Fig. 7. The HR domain of ACTL6A is essential in GCLC regulating and ferroptosis.

a A schematic drawing of ACTL6A domain deletion constructs. b Relative cell growth rate of SNU638 cells treated with ACTL6A shRNA or scrambled shRNA, and transfected with flag-ACTL6A-WT, constructs of domain deletion from (a) or pcDNA3.1 vector. The data are presented as the means ± SEM, n = 3 biologically independent experiments. c Immunoblotting analysis of the indicated proteins in cells from b. d mRNA levels of ACTL6A and GCLC in SNU638 cells treated with ACTL6A shRNA or scrambled shRNA, and transfected with ACTL6A-WT, increasing doses of ACTL6A-ΔHR or pcDNA3.1 vector. Data are presented as the means ± SD, n = 3 biologically independent experiments. e Immunoblot analysis of the indicated proteins from M2 beads immunoprecipitates (IP) and whole cell lysates (input) obtained from SNU638 cells transfected with ACTL6A-WT, ACTL6A-ΔHR, or pcDNA3.1 vector. f ChIP assay was performed in SNU638 cells treated with ACTL6A shRNA or scrambled shRNA, and transfected with ACTL6A-WT, ACTL6A-ΔHR, or pcDNA3.1 vector using anti-NRF2 or anti-IgG antibodies, followed by RT-qPCR with primers recognizing the predicting binding site of NRF2 in the transcriptional start of GCLC. The fold expression of ChIP-enriched mRNAs relative to the input was calculated, presented as the means ± SD, n = 3 biologically independent experiments. g Relative DCFH-DA fluorescence measured by flow cytometry of cells treated with scrambled or ACTL6A shRNA, and transfected with ACTL6A-WT or ACTL6A-ΔHR, and cultured with either H₂O₂ (50 μM) or both of H₂O₂ (50 μM) and NAC (100 μM) for 24 h. The Data are presented as the means ± SD, n = 3 biologically independent experiments. h Relative C11-BODIPY fluorescence measured by flow cytometry of cells treated with scrambled or ACTL6A shRNA, and transfected with ACTL6A-WT or ACTL6A-ΔHR, and cultured with either erastin (10 μM), or both of erastin (10 μM) and Fer-1 (1 μM) for 24 h. The data are presented as the means ± SD, n = 3 biologically independent experiments. P values were determined by unpaired two-tailed T test for panels d, f–h and two-way ANOVA followed by Tukey test for panels b.

Fig. 8. Clinical relevance of the ACTL6A-GCLC-GSH metabolism axis in ferroptosis of GC cells.

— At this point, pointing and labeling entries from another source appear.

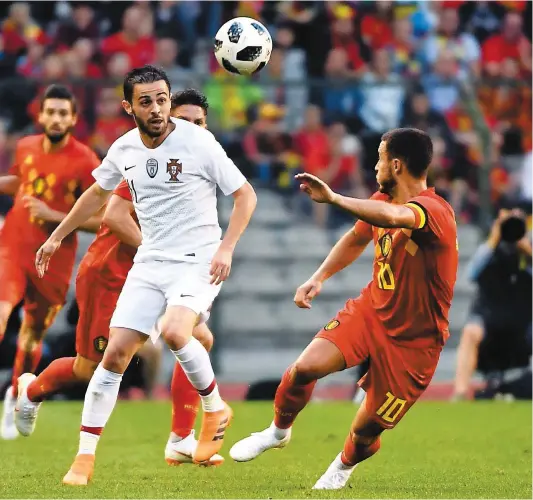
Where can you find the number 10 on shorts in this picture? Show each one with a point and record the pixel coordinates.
(391, 408)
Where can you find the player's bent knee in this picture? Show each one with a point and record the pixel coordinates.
(84, 368)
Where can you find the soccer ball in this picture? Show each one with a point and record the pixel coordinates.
(243, 46)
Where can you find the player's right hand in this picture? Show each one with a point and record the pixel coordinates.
(307, 292)
(44, 254)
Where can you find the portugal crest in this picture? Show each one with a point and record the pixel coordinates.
(152, 167)
(174, 168)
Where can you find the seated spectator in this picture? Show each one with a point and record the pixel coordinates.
(135, 39)
(376, 29)
(166, 56)
(81, 25)
(111, 122)
(19, 29)
(463, 46)
(500, 320)
(442, 84)
(511, 43)
(403, 49)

a Immunoblotting analysis of ACTL6A and GCLC protein levels in PDX tumors of 4 cases. b. The mice were treated with BSO (750 mg/kg/day) for two weeks. c–f Tumor volumes of PDX tumors, including case1 (c), case2 (d), case3 (e), and case4 (f). The data are presented as the means ± SD, n = 6 for each group in case 1 and 3, n = 4 for each group in case 2 and 4. g–j Representative fluorescent images of PDX frozen sections stained with DCFH-DA (g) and C11-BODIPY (h). Scale bars represent 200 μm. Relative ROS levels (i) and lipid peroxidation levels (j) were counted by image J and presented as bar graphs. The data are presented as the means ± SD, n = 5 for each group. BODIPY GFP represents lipid peroxidation; BODIPY tomato represents the original color of BODIPY. k Schematic metabolic map of [U-¹⁵N]-labeled GSH de novo synthesis. Gln glutamine, Glu glutamate, Cys cysteine, Gly glycine, γ-GC γ-glutamyl-cysteine, GSH glutathione. l–n. Relative intracellular pool levels of glutamine, glutamate, and GSH in case1 (ACTL6A high) PDX tumors (l). Incorporation of nitrogen atoms from [U-¹⁵N] glutamine into glutamine (gln), glutamate (glu), and GSH (m). Relative GSH/Gln ratios (n). Data are presented as the means ± SD, n = 3 for each group. o Kaplan–Meier curves of the overall survival of GC patients with different expression levels of ACTL6A and GCLC, and log-rank analysis was used to test for significance. p Representative images showing the correlation of ACTL6A and GCLC staining in human GC tissue microarray samples. Scale bars represent 50 μm. P values were determined by two-way ANOVA followed by Tukey test for panels c–f, unpaired two-tailed T test for panels i, j, l–n, h, and the log-rank test for panel o.

Fig. 9. Diagram of ACTL6A-mediated GSH synthesis and inhibits ferroptosis.

ACTL6A co-works with NRF2 on regulating GCLC in transcriptional level, and then promotes GSH synthesis and inhibits ferroptosis of GC cells.